Personal information
- Full name: Manuel Coronado Plá
- Date of birth: 7 April 1993 (age 33)
- Place of birth: Mérida, Spain
- Height: 1.82 m (6 ft 0 in)
- Position: Forward

Youth career
- Valladolid

Senior career*
- Years: Team / Apps / (Gls)
- 2011–2013: Valladolid B / 63 / (17)
- 2012–2013: Valladolid / 7 / (0)
- 2013–2016: Benfica B / 35 / (10)
- 2014–2015: → Lugo (loan) / 23 / (3)
- 2015–2016: → Cádiz (loan) / 37 / (9)
- 2016–2017: Necaxa / 0 / (0)
- 2016–2017: → Toledo (loan) / 26 / (14)
- 2017–2019: Elche / 20 / (2)
- 2018: → Recreativo (loan) / 9 / (0)
- 2019: → Valencia B (loan) / 13 / (5)
- 2019–2020: Gimnàstic / 15 / (0)
- 2020–2021: Guijuelo / 12 / (5)
- 2021–2023: Mérida / 65 / (12)
- 2023–2024: Cacereño / 15 / (3)
- 2024: Talavera / 15 / (6)
- 2024–2025: Al-Minaa / 19 / (4)
- 2026: Teruel / 19 / (2)
- 2026: Eastern / 1 / (1)

= Lolo Plá =

Spanish footballer (born 1993)

Manuel "Lolo" Coronado Plá (born 7 April 1993) is a Spanish professional footballer who plays as a forward.

Having spent his early career at Valladolid in La Liga, Lugo in the Segunda División and Benfica B in the Portuguese Segunda Liga, he played most of it in the lower leagues of his country.
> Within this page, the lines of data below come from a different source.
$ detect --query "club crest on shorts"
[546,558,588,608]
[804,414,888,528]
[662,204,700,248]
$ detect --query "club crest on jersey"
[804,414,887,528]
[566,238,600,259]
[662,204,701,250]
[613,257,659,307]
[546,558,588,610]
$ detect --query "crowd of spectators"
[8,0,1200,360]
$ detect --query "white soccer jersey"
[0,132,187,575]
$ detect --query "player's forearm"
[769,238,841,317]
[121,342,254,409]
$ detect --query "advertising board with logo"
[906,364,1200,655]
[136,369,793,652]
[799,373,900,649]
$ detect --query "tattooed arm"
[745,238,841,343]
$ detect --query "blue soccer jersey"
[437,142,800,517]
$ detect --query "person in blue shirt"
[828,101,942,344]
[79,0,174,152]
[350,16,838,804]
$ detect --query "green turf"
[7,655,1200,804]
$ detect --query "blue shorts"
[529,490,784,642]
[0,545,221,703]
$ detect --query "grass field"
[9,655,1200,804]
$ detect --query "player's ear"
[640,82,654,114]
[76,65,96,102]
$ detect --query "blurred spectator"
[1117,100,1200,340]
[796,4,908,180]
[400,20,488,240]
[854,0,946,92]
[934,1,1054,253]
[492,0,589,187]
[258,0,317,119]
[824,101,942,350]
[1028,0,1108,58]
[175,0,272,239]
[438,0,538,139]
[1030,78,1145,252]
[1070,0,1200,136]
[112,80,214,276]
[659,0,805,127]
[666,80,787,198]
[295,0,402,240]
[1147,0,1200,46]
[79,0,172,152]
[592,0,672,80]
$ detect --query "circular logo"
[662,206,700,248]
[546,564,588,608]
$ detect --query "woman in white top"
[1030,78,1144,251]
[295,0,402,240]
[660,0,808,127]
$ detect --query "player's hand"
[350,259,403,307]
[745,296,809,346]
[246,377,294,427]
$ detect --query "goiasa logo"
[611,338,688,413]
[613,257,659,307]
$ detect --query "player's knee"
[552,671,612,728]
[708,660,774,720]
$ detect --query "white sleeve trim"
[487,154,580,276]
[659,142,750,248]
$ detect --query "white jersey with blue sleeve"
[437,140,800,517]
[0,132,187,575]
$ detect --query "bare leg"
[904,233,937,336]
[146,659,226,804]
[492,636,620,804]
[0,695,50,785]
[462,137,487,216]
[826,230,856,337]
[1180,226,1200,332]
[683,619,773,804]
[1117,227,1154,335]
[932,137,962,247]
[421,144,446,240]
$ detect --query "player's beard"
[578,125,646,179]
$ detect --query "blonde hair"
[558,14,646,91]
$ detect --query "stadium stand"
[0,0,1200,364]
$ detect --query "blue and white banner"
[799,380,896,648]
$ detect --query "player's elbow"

He made 157 appearances and scored 36 goals in the Spanish third tier, in service of eight clubs.

==Club career==
===Valladolid===
Born in Mérida, Extremadura, Plá began his career with Real Valladolid's youth sides, and made his senior debut in 2010–11 for the B team in the Tercera División. On 20 August 2012, he appeared in his first official game with the main squad, playing the last four minutes in a 1–0 La Liga away win over Real Zaragoza, the first matchday of the season.

===Benfica===
Plá signed for S.L. Benfica in Portugal on 2 August 2013 in spite of being threatened by his former club, which later led to compensation as his link was not severed by mutual consent. He was assigned to the reserves and played his first match for them on the 26th, coming from the bench in the 81st minute of the Segunda Liga home fixture against Portimonense S.C. and scoring the final goal in a 3–0 victory.
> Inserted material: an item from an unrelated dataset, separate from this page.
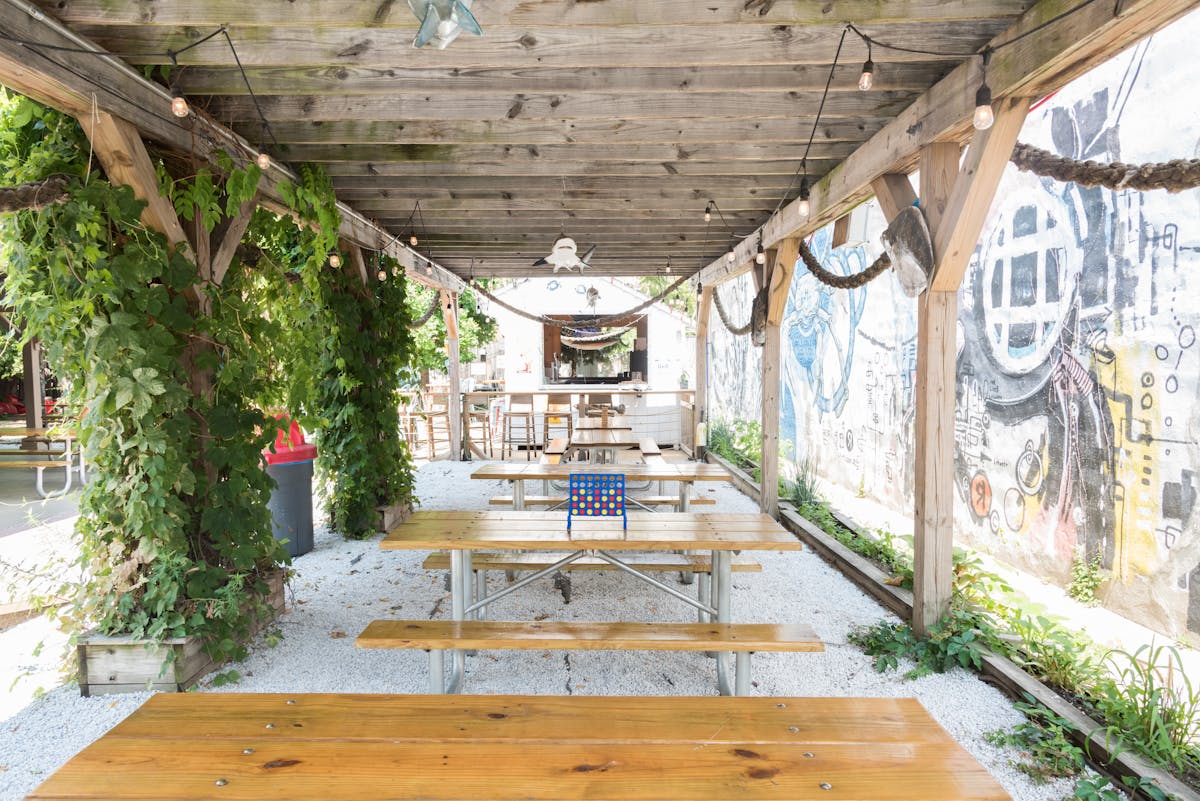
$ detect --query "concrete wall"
[710,14,1200,640]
On 30 August 2014, Plá was loaned to Segunda División's CD Lugo on a season-long deal. The following summer, he joined Segunda División B side Cádiz CF also on loan.

===Elche===
In the 2016 off-season, Plá was acquired by Mexican club Club Necaxa, but was immediately loaned back to CD Toledo of the Spanish third tier. He helped them to finish second in their group, and then signed for Elche CF of the same league in July 2017.
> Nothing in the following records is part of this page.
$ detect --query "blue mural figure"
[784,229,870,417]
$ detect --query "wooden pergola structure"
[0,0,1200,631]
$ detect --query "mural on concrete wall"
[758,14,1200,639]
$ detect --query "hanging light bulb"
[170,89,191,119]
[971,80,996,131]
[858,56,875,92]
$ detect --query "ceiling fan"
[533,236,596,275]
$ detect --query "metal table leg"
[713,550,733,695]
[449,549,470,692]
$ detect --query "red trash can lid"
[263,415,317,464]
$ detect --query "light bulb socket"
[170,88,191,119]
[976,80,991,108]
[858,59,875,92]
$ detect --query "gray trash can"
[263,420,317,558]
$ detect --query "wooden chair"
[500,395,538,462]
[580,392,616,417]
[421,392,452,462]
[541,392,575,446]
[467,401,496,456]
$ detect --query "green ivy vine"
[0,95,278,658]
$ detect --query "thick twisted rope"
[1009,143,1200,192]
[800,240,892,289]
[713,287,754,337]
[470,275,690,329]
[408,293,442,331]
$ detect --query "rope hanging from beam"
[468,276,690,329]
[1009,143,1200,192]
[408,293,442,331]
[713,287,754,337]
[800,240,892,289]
Plá contributed two goals in Elche's promotion campaign (five in all competitions), but spent the following season on loan at Recreativo de Huelva and Valencia CF Mestalla.

===Later career===
On 14 July 2019, Plá agreed to a two-year deal with Gimnàstic de Tarragona. He was unregistered from the main squad the following transfer window due to poor performances, and terminated his contract in March 2020.

In September 2020, Plá joined CD Guijuelo. His only season was marred by injury and resulted in a double relegation to the new Tercera Federación following a league restructuring.

Plá signed for his hometown side Mérida AD in the league above in June 2021. Including the Copa Federación, he scored 12 times in 34 total games as his first campaign at the Estadio Romano ended in promotion via the playoffs; his link was then extended for a second year.

Plá continued to compete in the lower leagues subsequently, with CP Cacereño and CF Talavera de la Reina. He moved abroad again on 12 August 2024, on a contract at Iraq Stars League club Al-Minaa SC.

On 9 January 2026, Plá returned to Spain, joining Primera Federación club CD Teruel.

On 31 August 2026, Plá joined Hong Kong Premier League club Eastern.